Sözcüklerin gücüne sonsuz inancım var. Doğru zamanda, doğru yerde kullanılan tek bir sözcüğün bile bir şeyleri değiştirebileceğini düşünüyorum. Bu nedenle, evet, seslerinin yanı sıra dokuları da var, tortuları da, renkleri de. Yazarken bütün bunları duymaya, görmeye çalışıyorum. Sözcüklere ne kadar itinayla yaklaşırsanız o kadar açıyorlar kendilerini size. Onlara dokunabilmek, çağrışımlarını duyabilmek ve zihnimizde bıraktıkları tortuyu hissetmek gerek. Bir sözcüğün yalnızca doğru olması yeterli değil. Aynı anlama gelebilecek onlarca sözcüğün arasından tam da oraya uygun düşeni bulmak aslında yazmak.

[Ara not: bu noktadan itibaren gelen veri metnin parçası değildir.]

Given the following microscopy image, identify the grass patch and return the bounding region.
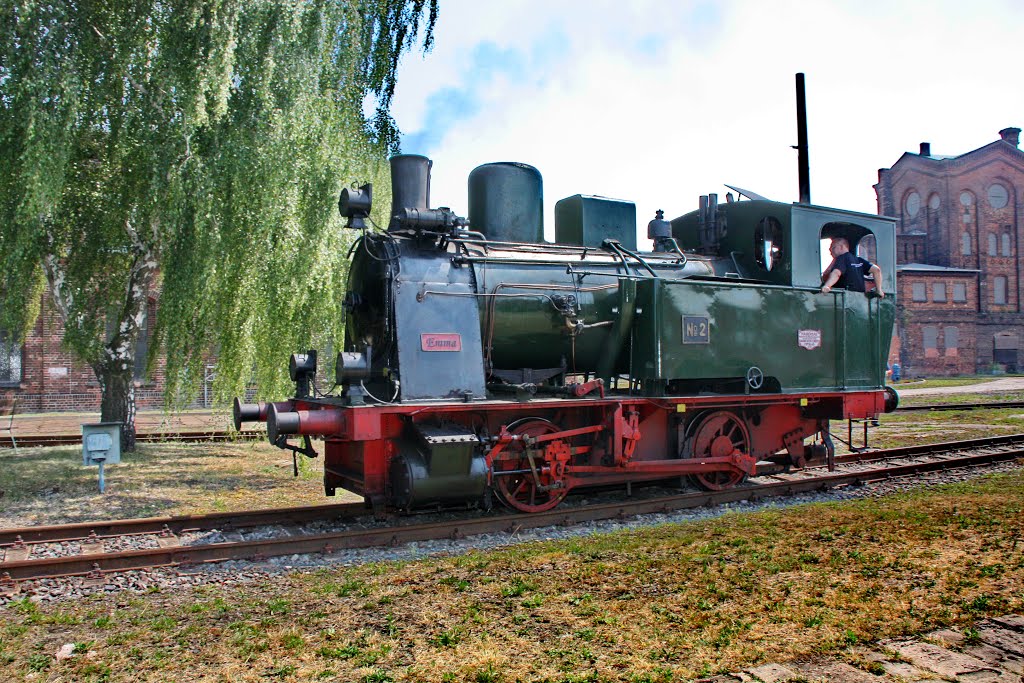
[0,472,1024,681]
[0,441,356,527]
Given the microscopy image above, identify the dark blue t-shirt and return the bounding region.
[826,252,871,292]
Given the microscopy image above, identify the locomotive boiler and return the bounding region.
[234,155,896,512]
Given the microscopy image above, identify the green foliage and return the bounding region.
[0,0,437,400]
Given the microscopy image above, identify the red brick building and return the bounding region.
[0,294,172,413]
[874,128,1024,376]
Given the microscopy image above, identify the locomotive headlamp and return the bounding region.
[338,182,374,230]
[288,349,316,398]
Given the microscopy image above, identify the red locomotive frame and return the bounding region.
[236,381,887,512]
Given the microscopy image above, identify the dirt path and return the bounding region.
[896,377,1024,396]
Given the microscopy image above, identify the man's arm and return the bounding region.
[870,265,886,297]
[821,268,842,294]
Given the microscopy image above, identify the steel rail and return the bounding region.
[8,400,1024,449]
[0,503,369,549]
[0,429,266,449]
[896,400,1024,413]
[0,447,1024,585]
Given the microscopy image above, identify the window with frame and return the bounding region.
[921,325,939,356]
[942,326,959,355]
[0,331,22,385]
[992,275,1007,305]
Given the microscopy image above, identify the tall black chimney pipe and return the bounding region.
[797,74,811,204]
[388,155,433,229]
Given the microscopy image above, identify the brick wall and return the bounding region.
[0,295,190,413]
[874,129,1024,375]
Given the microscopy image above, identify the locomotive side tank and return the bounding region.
[236,157,895,511]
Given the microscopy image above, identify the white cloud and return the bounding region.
[394,0,1024,242]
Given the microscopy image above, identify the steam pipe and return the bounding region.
[266,403,345,443]
[231,397,292,431]
[797,74,811,204]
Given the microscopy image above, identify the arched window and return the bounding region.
[992,275,1007,305]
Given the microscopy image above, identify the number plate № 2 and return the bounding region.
[420,333,462,351]
[683,315,711,344]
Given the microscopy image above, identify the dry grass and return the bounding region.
[868,405,1024,451]
[0,473,1024,682]
[0,441,355,527]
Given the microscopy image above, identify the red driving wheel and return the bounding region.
[494,418,569,512]
[689,411,751,490]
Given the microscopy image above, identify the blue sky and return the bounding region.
[385,0,1024,245]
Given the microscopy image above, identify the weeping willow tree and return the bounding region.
[0,0,437,450]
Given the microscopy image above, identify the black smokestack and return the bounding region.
[797,74,811,204]
[391,155,433,229]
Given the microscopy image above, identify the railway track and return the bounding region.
[0,434,1024,593]
[896,400,1024,412]
[0,400,1024,449]
[0,429,266,449]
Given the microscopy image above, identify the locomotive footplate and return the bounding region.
[237,389,886,511]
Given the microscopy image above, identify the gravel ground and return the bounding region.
[0,462,1020,608]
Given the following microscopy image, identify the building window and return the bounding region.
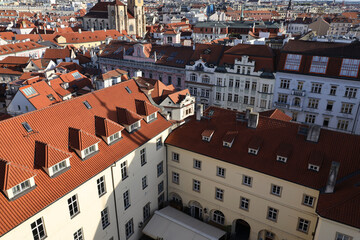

Şu ara sözcüklerle aram iyi. Üzerinde çalıştığım iki ayrı dosya var. Biri roman, üstelik farklı bir dil evrenine açılan bir roman. Umarım altından kalkabilirim. Diğeri ise bu kez daha farklı öyküler. Bambaşka bir bakış açısıyla, başka dertleri, farklı söylemlerle dile getiren öyküler üzerinde çalışıyorum. Bakalım neler olacak ben de merak ediyorum.